{r setup, include=FALSE} knitr::opts_chunk$set(echo = TRUE)
# Function to install a package if not already installed
install_if_needed <- function(pkg) {
if (!requireNamespace(pkg, quietly = TRUE)) {
install.packages(pkg)
}
}
# List of packages to check and install if necessary
required_packages <- c("fpp3", "dplyr", "ggplot2", "lubridate", "tsibble",
"tsibbledata", "feasts", "fable", "fabletools",
"curl", "USgas", "readxl", "readr", "tidyr", "forecast",
"seasonal", "patchwork")
# Loop through the list and install packages only if needed
for (pkg in required_packages) {
install_if_needed(pkg)
}
## Registered S3 method overwritten by 'tsibble':
## method from
## as_tibble.grouped_df dplyr
## Registered S3 method overwritten by 'quantmod':
## method from
## as.zoo.data.frame zoo
# Function to suppress package startup messages
suppressPackageStartupMessages({
library(fpp3)
library(dplyr)
library(ggplot2)
library(lubridate)
library(tsibble)
library(tsibbledata)
library(feasts)
library(fable)
library(fabletools)
library(readr)
library(readxl)
library(tidyr)
library(forecast)
library(seasonal)
library(patchwork)
})
Plot the GDP per capita for each country over time. Which country has the highest GDP per capita? How has this changed over time?
Below are the plots.
global_economy |>
# 1. Filter rows where both GDP and Population are available (no missing values)

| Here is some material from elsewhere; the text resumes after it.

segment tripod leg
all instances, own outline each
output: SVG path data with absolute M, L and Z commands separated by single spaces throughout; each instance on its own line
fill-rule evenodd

filter(!is.na(GDP), !is.na(Population)) |>
# 2. Create a new column 'GDP_per_capita' by dividing GDP by Population
mutate(GDP_per_capita = GDP / Population) |>
# 3. Plot the 'GDP_per_capita' over time using autoplot
autoplot(GDP_per_capita) +
# 4. Customize the plot labels:
labs(title = "GDP Per Capita Over Time",
x = "Year",
y = "GDP Per Capita") +
# 5. Remove the legend from the plot (as there are too many for this plot to display)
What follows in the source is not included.